The [karate club graph](https://en.wikipedia.org/wiki/Zachary%27s_karate_club) provides ground-truth clusters.

In [None]:
graph = karate_club(metadata=True)

In [None]:
adjacency = graph.adjacency
position = graph.position
labels_true = graph.labels

In [None]:
image = svg_graph(adjacency, position, labels=labels_true)
SVG(image)

## To do

* Cluster the graph by Louvain and display the labels.
* What is the modularity?
* Display the aggregate graph.
* Adapt the resolution to get 2 clusters.
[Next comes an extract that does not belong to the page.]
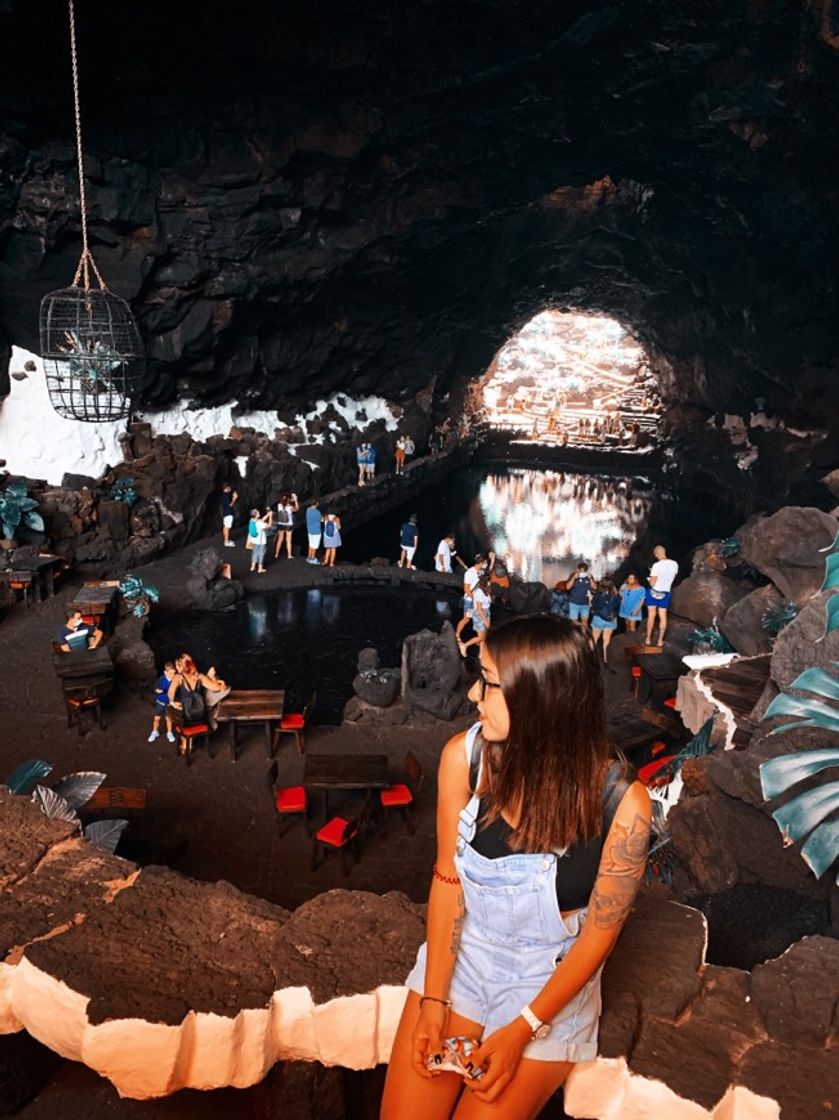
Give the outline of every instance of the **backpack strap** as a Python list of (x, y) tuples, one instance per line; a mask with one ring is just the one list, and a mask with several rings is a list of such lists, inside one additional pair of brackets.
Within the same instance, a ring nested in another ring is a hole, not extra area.
[(474, 723), (466, 732), (466, 761), (469, 763), (469, 791), (474, 793), (481, 778), (481, 760), (484, 753), (484, 737), (481, 725)]
[(613, 762), (609, 767), (606, 785), (603, 787), (603, 839), (609, 834), (609, 829), (618, 811), (618, 805), (623, 800), (624, 794), (635, 780), (630, 767), (620, 761)]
How many nodes are misclassified?

In [None]:
louvain = Louvain()

In [None]:
labels = louvain.fit_transform(adjacency)

In [None]:
image = svg_graph(adjacency, position, labels=labels)
SVG(image)

In [None]:
adjacency_aggregate = louvain.adjacency_

In [None]:
average_aggregate = normalize(membership_matrix(labels).T)
position_aggregate = average_aggregate.dot(position)

In [None]:
labels_unique, counts = np.unique(labels, return_counts=True)

In [None]:
image = svg_graph(adjacency_aggregate, position_aggregate, names=counts, labels=labels_unique, display_node_weight=True)
SVG(image)

## Openflights


In [None]:
graph = openflights

In [None]:
adjacency = graph.adjacency
position = graph.position
names = graph.names

In [None]:
image = svg_graph(adjacency, position, width=800, height=400, node_size=3, display_edges=False)
SVG(image)

## To do

* Display the same world map with the clusters found by Louvain (resolution 1).
* How many clusters are there?
* What is the Simpson index of this clustering? Check the parameters of the function ``modularity``.
* How do you interpret the *inverse* of the Simpson index?
* List the top airport of each cluster in number of flights.
* Display the aggregate graph with the cluster volumes and the name of the top airport of each cluster.
* What is the strongest cluster among those having more than 100 nodes? **Hint:** Use the aggregate graph.

## 2. Directed graphs

## Wikipedia Vitals

In [None]:
graph = wikivitals

In [None]:
adjacency = graph.adjacency
names = graph.names

## To do

* Cluster the graph by Louvain (resolution 1).
* List the top-5 pages of each cluster in terms of Personalized PageRank (with restart in the cluster).
* Display the aggregate graph with the cluster volumes and the name of the top page of each cluster.
* What is the strongest cluster? the weakest cluster?
* Do the same experiments at resolution 2.

## 3. Bipartite graphs

## Cinema

In [None]:
graph = cinema

In [None]:
biadjacency = graph.biadjacency
movies = graph.names_row
actors = graph.names_col

## To do

* Cluster the graph by Louvain (resolution 1). Use ``BiLouvain``.
* List the 10 largest clusters and display the names of the top-5 actors and top-5 movies of each cluster in terms of Personalized BiPageRank.